L2/04-012

Subject: Ignoring Hyphens
Source: Mark Davis
Date: Jan 9, 2004

We say that when comparing property values one should ignore case, whitespace,
underbars, and hyphens. There are some exceptions to this for backwards
compatibility, which are documented in the following list:

=====

  a.. U+0F68 TIBETAN LETTER A and
  U+0F60 TIBETAN LETTER -A

  b.. U+0FB8 TIBETAN SUBJOINED LETTER A and
  U+0FB0 TIBETAN SUBJOINED LETTER -A

  c.. U+116C HANGUL JUNGSEONG OE and
  U+1180 HANGUL JUNGSEONG O-E

=====

Asmus has pointed out that there are some cases of new character names promoted
by WG2 that by analogy should also follow the pattern of -X, and would have to
be added to this exception list.

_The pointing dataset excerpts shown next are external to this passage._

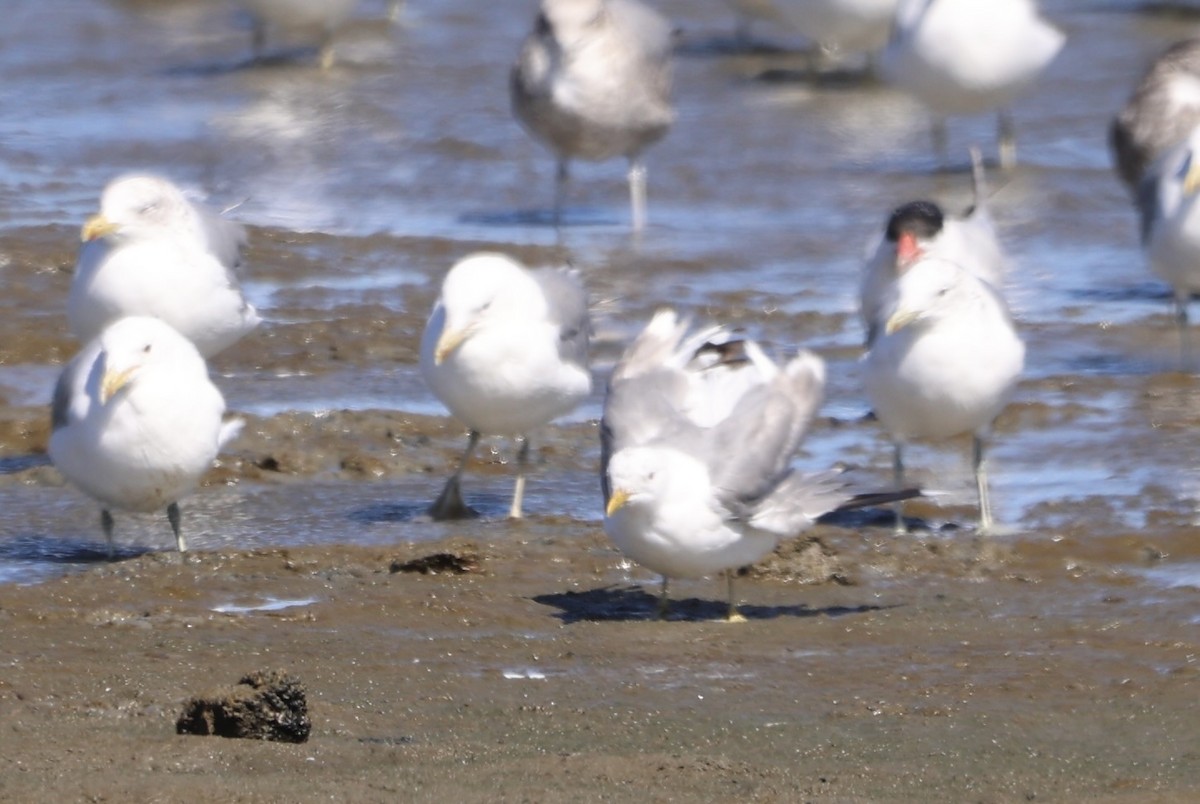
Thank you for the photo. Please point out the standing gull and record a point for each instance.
(946, 364)
(970, 57)
(151, 252)
(507, 351)
(919, 229)
(593, 82)
(1170, 225)
(1161, 113)
(311, 17)
(136, 421)
(697, 439)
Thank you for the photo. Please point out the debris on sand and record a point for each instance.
(265, 705)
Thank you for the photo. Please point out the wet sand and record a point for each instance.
(1054, 663)
(927, 670)
(873, 667)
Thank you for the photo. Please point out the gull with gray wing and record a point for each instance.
(593, 82)
(697, 441)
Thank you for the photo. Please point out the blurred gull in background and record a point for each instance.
(945, 365)
(922, 228)
(1170, 226)
(593, 82)
(1161, 113)
(153, 252)
(970, 57)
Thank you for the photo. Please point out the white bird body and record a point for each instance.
(946, 364)
(967, 57)
(1162, 112)
(919, 229)
(671, 525)
(507, 376)
(593, 82)
(151, 252)
(953, 366)
(1170, 222)
(136, 419)
(505, 351)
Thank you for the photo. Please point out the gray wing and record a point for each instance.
(1149, 209)
(70, 400)
(568, 304)
(749, 453)
(226, 239)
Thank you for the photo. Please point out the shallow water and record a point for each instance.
(370, 179)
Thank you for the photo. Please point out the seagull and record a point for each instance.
(946, 364)
(1170, 225)
(136, 420)
(1163, 111)
(321, 17)
(151, 252)
(592, 82)
(970, 57)
(505, 349)
(697, 438)
(922, 228)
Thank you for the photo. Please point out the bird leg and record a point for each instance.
(106, 522)
(940, 137)
(1007, 135)
(174, 519)
(664, 601)
(898, 481)
(449, 504)
(637, 192)
(1181, 321)
(561, 177)
(981, 469)
(519, 487)
(732, 615)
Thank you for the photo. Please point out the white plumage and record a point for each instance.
(945, 365)
(970, 57)
(505, 351)
(137, 420)
(153, 252)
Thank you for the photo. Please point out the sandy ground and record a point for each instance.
(873, 667)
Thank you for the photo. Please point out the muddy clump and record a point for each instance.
(265, 705)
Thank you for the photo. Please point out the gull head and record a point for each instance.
(136, 345)
(480, 289)
(928, 291)
(569, 19)
(137, 204)
(911, 227)
(641, 477)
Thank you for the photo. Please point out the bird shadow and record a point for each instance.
(625, 604)
(484, 507)
(277, 60)
(46, 550)
(570, 217)
(16, 463)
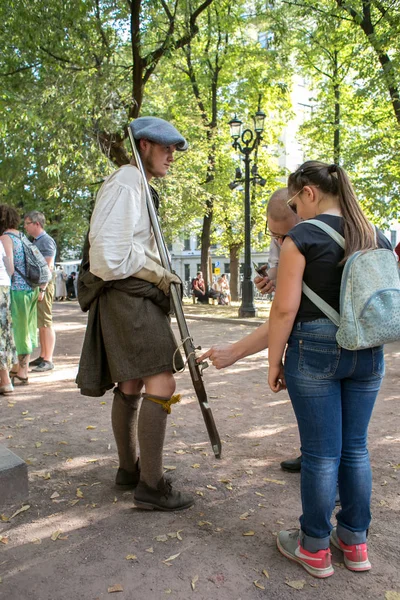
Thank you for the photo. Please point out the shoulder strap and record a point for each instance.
(330, 312)
(326, 308)
(339, 239)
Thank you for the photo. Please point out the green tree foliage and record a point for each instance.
(354, 117)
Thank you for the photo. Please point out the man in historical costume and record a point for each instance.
(129, 340)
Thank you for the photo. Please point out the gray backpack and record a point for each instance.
(369, 297)
(37, 270)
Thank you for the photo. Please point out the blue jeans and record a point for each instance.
(333, 392)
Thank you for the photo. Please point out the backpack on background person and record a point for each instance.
(369, 297)
(37, 270)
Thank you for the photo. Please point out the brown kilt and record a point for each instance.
(128, 336)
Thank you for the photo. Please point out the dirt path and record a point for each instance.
(203, 552)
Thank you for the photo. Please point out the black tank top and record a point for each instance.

He has suggested that we try to capture the
exceptions as a rule rather than have a fixed list which we would have to
maintain.

Here is a proposed rule to do this:

R1. Ignore case, whitespace, underbar, and all medial hyphens except the hyphen
in U+1180

This adds 11 Tibetan characters where the hyphen is not ignored, but arguably
ones where the hyphen is somehow distinctive. It has now only one exceptional
case
(and we don't anticipate adding any similar Hangul in the future).

=====

Here is some data behind that:

A. As it turns out, there are 72,871 Unicode 4.0 characters containing at least
one hyphen. I will save your mailers and not list them!!

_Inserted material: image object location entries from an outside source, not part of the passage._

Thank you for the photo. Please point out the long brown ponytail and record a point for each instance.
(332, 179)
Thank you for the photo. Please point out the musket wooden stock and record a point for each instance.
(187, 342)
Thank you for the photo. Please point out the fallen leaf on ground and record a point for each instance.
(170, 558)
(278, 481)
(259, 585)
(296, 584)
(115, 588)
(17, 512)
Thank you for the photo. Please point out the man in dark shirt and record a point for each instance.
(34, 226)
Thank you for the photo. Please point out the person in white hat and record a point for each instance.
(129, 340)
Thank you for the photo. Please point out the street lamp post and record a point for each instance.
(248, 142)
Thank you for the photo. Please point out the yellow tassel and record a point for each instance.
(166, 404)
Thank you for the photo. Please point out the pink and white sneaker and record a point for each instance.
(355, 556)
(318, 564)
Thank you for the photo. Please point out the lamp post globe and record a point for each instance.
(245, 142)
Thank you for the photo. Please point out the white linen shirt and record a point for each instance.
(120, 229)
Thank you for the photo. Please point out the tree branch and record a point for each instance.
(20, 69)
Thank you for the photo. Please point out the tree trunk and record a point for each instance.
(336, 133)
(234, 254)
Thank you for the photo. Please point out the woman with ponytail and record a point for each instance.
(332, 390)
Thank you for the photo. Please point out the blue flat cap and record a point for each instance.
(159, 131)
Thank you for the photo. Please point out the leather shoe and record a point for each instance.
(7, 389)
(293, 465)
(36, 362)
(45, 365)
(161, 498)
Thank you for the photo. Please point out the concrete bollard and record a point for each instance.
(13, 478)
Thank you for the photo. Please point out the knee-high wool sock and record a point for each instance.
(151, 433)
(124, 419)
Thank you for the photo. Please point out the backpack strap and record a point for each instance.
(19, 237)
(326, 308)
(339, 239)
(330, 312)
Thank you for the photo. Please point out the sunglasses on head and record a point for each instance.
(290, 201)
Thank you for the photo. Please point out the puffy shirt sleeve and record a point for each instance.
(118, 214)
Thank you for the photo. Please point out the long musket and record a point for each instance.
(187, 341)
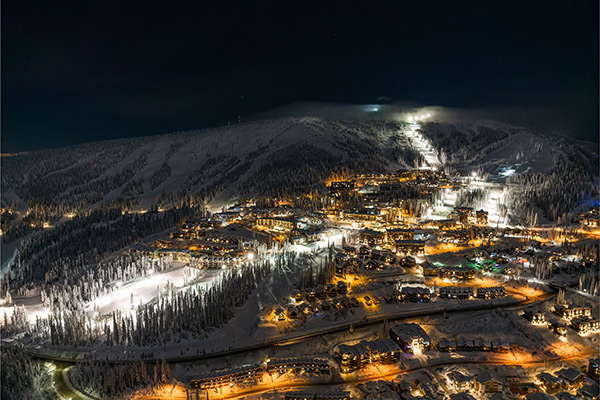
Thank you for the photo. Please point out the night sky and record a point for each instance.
(81, 71)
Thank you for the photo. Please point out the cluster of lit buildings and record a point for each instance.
(255, 373)
(409, 338)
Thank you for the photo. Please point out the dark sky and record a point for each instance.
(89, 70)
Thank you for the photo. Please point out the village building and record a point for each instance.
(416, 294)
(410, 337)
(484, 382)
(557, 327)
(594, 367)
(585, 325)
(279, 314)
(570, 311)
(495, 292)
(283, 224)
(481, 217)
(572, 378)
(410, 247)
(446, 345)
(460, 273)
(299, 366)
(439, 224)
(252, 373)
(312, 395)
(357, 356)
(589, 392)
(372, 238)
(400, 234)
(459, 381)
(550, 383)
(428, 269)
(455, 292)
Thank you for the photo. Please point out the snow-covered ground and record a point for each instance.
(146, 289)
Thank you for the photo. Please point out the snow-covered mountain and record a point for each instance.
(271, 157)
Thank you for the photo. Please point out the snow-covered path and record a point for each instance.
(422, 145)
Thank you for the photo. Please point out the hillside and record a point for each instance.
(270, 158)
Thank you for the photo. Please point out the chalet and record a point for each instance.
(481, 217)
(495, 292)
(357, 356)
(594, 367)
(400, 234)
(408, 262)
(455, 292)
(311, 395)
(363, 251)
(550, 383)
(341, 258)
(502, 348)
(484, 382)
(342, 287)
(353, 357)
(366, 215)
(570, 311)
(372, 264)
(480, 344)
(440, 224)
(557, 327)
(291, 312)
(589, 392)
(384, 351)
(416, 294)
(305, 308)
(321, 293)
(252, 373)
(338, 303)
(585, 325)
(332, 290)
(539, 396)
(462, 214)
(460, 273)
(463, 344)
(279, 314)
(372, 238)
(538, 318)
(429, 269)
(299, 366)
(459, 381)
(446, 345)
(565, 396)
(283, 224)
(349, 250)
(410, 247)
(383, 256)
(456, 236)
(337, 186)
(300, 236)
(461, 396)
(410, 337)
(572, 378)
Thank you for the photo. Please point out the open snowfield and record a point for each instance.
(147, 289)
(144, 290)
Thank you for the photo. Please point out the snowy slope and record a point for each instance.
(265, 157)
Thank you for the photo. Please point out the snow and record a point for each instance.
(145, 290)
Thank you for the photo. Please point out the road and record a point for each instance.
(65, 391)
(389, 372)
(287, 340)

B. Only the following thirteen characters contain non-medial hyphens:

property name: "name"; property value: "(?i)(.*\s)?-.*"
0F02..0F03    # So  [2]    U+0F02 TIBETAN MARK GTER YIG MGO -UM RNAM BCAD
MA..U+0F03 TIBETAN MARK GTER YIG MGO -UM GTER TSHEG MA
0F13          # So  [1]    U+0F13 TIBETAN MARK CARET -DZUD RTAGS ME LONG CAN
0F17          # So  [1]    U+0F17 TIBETAN ASTROLOGICAL SIGN SGRA GCAN -CHAR
RTAGS
0F18          # Mn  [1]    U+0F18 TIBETAN ASTROLOGICAL SIGN -KHYUD PA
0F36          # So  [1]    U+0F36 TIBETAN MARK CARET -DZUD RTAGS BZHI MIG CAN
0F39          # Mn  [1]    U+0F39 TIBETAN MARK TSA -PHRU
0F60          # Lo  [1]    U+0F60 TIBETAN LETTER -A
0FB0          # Mn  [1]    U+0FB0 TIBETAN SUBJOINED LETTER -A
0FC3          # So  [1]    U+0FC3 TIBETAN CANTILLATION SIGN SBUB -CHAL
0FCA..0FCC    # So  [3]    U+0FCA TIBETAN SYMBOL NOR BU NYIS -KHYIL..U+0FCC
TIBETAN SYMBOL NOR BU BZHI -KHYIL
# Total: 13

property name: "name"; property value: "(?i).*-(/s.*)?"
# Total: 0

Only 2 collide if hyphens are ignored (currently, as discussed above).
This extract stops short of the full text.